Cool, where is this chart you are referencing or are you just using your own data?
The tables will give you every EV for any basic decision. From there, you can see the cost of your mistake.
As an example. If you look for 6 decks S17 and Dealer's up card of 6 and want to know the cost between Standing or Hitting on 12, Table A55 on page 448 says:
Standing 10-2 vs 6 = -0.154694
Hitting 10-2 vs 6 = -0.168756
It means that Hitting is worse by 0.014062 or if you prefer 1.4062%
In plain English, for every $100 bet you'd choose to hit, you'd expect to lose $1.41
Your hand of 12 is composed of 9-3
The difference is -0.020612 meaning you'd expect to lose $2.06 for every $100 bet.
For 8-4 = $2.01
For 7-5 = $2.00
Etc.
Quote: SOOPOOGamer.... I understand your question.... but unless we (and you!) know more exactly what the errors are all we can do is guess.
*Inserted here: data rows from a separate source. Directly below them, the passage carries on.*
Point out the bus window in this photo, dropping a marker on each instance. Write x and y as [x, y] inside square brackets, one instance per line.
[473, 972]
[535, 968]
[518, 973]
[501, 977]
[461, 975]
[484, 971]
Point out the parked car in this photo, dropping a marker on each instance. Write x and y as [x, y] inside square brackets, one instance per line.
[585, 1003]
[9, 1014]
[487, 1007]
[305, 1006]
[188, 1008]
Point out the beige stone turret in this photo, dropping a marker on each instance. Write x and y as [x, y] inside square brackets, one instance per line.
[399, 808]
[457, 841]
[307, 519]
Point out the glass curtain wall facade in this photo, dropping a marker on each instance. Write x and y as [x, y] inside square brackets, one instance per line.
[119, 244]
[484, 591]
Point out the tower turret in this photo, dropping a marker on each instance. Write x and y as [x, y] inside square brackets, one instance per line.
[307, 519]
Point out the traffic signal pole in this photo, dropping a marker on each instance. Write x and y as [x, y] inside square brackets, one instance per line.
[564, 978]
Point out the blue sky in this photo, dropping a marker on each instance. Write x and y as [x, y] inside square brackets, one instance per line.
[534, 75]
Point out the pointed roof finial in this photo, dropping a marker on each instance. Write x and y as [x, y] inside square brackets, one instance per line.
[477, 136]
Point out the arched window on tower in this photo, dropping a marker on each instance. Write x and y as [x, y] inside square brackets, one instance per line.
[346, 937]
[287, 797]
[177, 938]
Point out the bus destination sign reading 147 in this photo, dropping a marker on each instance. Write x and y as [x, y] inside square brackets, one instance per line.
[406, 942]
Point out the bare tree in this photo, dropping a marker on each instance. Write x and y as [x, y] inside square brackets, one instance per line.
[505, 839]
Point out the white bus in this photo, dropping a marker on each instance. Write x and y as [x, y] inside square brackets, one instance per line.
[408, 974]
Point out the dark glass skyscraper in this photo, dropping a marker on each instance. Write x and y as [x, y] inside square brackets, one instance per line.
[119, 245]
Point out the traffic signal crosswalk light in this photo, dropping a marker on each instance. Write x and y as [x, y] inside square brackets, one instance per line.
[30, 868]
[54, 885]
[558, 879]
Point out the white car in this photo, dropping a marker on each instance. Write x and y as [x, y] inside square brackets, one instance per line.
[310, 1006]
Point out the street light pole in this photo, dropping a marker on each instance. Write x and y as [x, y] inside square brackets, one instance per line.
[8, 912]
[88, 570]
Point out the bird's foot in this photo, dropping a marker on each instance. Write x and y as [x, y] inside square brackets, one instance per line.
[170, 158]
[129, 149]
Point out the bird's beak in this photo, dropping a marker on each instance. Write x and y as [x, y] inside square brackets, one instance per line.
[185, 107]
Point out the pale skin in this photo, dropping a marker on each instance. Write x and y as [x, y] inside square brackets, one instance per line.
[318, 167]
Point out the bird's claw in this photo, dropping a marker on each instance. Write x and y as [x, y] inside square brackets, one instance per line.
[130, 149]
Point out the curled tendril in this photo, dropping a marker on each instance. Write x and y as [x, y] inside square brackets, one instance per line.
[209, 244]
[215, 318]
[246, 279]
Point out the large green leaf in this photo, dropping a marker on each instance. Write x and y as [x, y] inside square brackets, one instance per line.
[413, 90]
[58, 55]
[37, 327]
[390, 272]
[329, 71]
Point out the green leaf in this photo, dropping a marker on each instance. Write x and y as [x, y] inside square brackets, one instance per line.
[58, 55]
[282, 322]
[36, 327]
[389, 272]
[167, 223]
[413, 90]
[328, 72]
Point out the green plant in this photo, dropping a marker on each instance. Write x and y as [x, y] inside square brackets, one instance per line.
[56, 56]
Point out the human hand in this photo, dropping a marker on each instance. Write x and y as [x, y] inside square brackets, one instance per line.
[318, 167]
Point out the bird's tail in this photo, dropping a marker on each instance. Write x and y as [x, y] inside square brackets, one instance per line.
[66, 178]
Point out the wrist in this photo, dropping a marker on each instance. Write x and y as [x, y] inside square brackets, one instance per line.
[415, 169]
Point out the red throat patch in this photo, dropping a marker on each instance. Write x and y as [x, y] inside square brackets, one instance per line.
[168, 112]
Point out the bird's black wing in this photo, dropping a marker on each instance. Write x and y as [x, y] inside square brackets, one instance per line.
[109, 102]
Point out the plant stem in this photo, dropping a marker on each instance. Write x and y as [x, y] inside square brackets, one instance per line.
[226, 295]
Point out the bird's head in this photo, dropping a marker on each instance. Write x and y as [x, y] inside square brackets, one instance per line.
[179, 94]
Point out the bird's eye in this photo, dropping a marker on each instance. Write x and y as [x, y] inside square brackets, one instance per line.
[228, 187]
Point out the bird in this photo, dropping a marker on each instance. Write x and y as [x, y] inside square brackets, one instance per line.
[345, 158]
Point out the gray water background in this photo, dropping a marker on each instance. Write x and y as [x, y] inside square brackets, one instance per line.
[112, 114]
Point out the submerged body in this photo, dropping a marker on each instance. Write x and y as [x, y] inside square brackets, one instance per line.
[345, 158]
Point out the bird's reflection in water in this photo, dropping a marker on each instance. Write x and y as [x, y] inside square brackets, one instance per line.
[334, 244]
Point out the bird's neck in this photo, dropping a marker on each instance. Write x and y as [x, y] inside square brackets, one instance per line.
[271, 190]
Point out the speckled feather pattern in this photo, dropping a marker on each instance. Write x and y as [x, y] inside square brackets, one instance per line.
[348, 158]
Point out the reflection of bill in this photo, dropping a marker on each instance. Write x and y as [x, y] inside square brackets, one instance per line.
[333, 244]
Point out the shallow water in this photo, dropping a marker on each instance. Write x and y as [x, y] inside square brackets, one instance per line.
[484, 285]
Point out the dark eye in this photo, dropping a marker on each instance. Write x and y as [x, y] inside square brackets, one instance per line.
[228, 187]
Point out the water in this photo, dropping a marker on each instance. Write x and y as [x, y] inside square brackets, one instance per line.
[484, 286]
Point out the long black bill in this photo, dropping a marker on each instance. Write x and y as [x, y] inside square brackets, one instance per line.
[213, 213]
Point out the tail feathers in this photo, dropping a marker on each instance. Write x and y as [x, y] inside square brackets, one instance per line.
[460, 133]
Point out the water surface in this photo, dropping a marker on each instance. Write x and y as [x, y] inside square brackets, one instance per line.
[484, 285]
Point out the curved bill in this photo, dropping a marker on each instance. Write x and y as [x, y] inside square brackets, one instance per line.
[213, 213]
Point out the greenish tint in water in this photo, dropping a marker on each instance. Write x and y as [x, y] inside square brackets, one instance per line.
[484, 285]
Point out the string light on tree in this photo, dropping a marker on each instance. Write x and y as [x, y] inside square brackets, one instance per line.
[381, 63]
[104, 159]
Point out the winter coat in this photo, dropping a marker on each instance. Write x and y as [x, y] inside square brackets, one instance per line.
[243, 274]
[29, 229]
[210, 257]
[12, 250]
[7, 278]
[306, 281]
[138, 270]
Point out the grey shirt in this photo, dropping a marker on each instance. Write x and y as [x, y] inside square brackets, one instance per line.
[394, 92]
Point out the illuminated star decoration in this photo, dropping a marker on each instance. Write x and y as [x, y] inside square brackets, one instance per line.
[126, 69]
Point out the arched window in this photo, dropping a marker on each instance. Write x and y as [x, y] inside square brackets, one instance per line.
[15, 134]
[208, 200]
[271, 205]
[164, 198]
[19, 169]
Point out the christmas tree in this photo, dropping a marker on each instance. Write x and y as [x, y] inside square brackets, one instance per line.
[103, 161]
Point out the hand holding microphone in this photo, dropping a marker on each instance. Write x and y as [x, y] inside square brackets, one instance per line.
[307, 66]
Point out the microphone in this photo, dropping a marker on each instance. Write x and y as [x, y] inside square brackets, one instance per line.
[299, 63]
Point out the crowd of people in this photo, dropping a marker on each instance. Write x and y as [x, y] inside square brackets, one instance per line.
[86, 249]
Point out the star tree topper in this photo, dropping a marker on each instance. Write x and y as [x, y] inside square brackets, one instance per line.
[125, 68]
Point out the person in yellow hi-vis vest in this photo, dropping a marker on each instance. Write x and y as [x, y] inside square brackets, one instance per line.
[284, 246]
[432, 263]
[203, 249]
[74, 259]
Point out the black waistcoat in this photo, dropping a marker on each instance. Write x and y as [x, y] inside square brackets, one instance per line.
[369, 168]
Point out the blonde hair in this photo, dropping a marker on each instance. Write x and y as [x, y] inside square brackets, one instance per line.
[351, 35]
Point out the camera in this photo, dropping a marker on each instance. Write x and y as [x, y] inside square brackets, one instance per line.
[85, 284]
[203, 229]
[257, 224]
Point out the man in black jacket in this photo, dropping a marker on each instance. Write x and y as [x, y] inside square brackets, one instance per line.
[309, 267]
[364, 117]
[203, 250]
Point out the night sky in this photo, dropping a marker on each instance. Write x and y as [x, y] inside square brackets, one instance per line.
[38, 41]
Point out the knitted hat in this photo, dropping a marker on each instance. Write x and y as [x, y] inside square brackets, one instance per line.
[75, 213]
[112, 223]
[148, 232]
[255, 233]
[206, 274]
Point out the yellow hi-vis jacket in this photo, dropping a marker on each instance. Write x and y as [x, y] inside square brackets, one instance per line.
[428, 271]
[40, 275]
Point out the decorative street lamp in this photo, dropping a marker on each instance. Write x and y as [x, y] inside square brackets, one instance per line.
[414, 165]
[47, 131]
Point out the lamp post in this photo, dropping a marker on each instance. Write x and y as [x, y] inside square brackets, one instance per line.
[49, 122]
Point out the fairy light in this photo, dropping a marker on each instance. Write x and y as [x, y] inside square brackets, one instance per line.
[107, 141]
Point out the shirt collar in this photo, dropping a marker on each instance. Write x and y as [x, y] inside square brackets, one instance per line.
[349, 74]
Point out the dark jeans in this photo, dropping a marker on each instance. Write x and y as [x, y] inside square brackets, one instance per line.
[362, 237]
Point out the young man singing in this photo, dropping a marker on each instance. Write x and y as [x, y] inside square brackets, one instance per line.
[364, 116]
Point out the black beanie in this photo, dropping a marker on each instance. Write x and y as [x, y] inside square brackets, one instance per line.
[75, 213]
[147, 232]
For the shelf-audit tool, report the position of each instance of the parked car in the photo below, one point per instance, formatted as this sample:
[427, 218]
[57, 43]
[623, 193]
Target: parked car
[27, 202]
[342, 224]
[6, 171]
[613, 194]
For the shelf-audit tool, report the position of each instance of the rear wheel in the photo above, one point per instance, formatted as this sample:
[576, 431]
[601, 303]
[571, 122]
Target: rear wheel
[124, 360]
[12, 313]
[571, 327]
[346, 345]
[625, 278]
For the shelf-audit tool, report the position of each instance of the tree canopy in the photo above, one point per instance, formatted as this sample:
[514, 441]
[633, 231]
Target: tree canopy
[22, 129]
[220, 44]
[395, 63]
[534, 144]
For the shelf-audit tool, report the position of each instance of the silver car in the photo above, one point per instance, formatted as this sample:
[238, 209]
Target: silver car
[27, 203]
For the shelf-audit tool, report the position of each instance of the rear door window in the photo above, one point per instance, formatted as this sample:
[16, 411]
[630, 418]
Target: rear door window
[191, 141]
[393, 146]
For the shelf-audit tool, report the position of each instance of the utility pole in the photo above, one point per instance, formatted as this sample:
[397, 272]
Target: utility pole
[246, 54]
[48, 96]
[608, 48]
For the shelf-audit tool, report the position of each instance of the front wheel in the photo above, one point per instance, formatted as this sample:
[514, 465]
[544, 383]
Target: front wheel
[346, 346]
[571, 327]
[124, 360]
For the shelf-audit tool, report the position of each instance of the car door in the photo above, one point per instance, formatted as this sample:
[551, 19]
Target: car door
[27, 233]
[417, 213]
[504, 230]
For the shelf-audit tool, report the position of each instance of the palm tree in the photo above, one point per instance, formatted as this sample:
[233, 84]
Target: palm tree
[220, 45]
Hitting 20 versus a dealer 6 is a huge loss in EV. Forgetting to split 6’s versus a dealer 7 less so. But I’ll guess for you. I am guessing at $25 a hand over 1000 hands you lose $5 in EV because of your errors.
Thanks! no split 6's vs. 7 unless your doing a counting variation I suppose?
Quote: gamer1741Thanks! no split 6's vs. 7 unless your doing a counting variation I suppose?
You passed the test. You aren’t making any basic strategy errors. If you are , likely far less than dealer errors.